You *think* your competition is the guy at the TV station who always rip-and-reads your stories, or the reporter on your beat at the major metro from the big city 12 miles away, or that alt-weekly with the nasty cartoonist, don’t you?
Sorry, but that’s simply not the case.
Oh, sure, your ad reps and their ad reps might be calling the same local businesses and trying to squeeze a few more upsells out of them, and in that sense, yes, you’re competing with other local news organizations for advertising dollars.
But what are you doing to compete for the attention of your audience?
Your competition is the Web.
It’s Facebook and MySpace and Twitter and blogs and iTunes and IM and Ning and Digg and Delicious and e-mail and Flickr and Yelp and Amazon and now is not the time to wave them off as something someone other than your readers spends their time doing.
If you’ve said the words ‘Oh, well we’ve always done it that way’ in the last FIVE YEARS, you have a problem with addressing the question of who is competing with your organization.

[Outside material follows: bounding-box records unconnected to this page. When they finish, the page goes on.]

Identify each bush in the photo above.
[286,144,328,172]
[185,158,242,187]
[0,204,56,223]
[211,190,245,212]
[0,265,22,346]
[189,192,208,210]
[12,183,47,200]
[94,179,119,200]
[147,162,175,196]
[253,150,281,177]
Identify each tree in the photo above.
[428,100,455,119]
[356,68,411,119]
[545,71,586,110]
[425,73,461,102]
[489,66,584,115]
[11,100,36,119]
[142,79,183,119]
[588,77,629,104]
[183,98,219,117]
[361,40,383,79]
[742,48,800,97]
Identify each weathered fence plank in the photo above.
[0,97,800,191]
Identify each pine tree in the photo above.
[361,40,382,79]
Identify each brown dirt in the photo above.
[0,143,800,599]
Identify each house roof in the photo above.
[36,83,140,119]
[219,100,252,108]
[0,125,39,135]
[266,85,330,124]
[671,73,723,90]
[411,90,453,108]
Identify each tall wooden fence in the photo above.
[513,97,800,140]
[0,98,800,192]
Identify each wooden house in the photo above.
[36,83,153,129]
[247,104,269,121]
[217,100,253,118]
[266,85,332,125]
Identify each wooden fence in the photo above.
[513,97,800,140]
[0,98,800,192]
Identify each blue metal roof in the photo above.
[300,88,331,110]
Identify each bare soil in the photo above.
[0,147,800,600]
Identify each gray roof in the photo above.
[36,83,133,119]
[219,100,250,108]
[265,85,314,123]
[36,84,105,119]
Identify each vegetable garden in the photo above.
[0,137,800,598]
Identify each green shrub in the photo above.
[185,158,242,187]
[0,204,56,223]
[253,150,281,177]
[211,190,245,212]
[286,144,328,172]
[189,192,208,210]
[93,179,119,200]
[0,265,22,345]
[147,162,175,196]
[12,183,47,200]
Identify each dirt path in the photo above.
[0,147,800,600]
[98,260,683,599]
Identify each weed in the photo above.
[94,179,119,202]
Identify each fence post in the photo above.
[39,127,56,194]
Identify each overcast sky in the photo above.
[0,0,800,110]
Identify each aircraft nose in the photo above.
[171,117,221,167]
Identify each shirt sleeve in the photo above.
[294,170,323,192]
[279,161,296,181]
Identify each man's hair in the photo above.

If you’ve said the words ‘Oh, but that won’t work here’ in the last THREE YEARS, you definitely have a problem with addressing the pace of change in the news business.
Paul Conley says the time for training dinosaurs is over. I say it’s worth the effort, but the first step is helping them understand they have a problem.
Dave Cohn says the time for evangelizing for change is over. I say he’s right that it’s time to put up or shut up; my job is to do shepherd along journalists who are quick to pay lip service to the Web, pushing them through the next steps of actually changing the way they work, every day.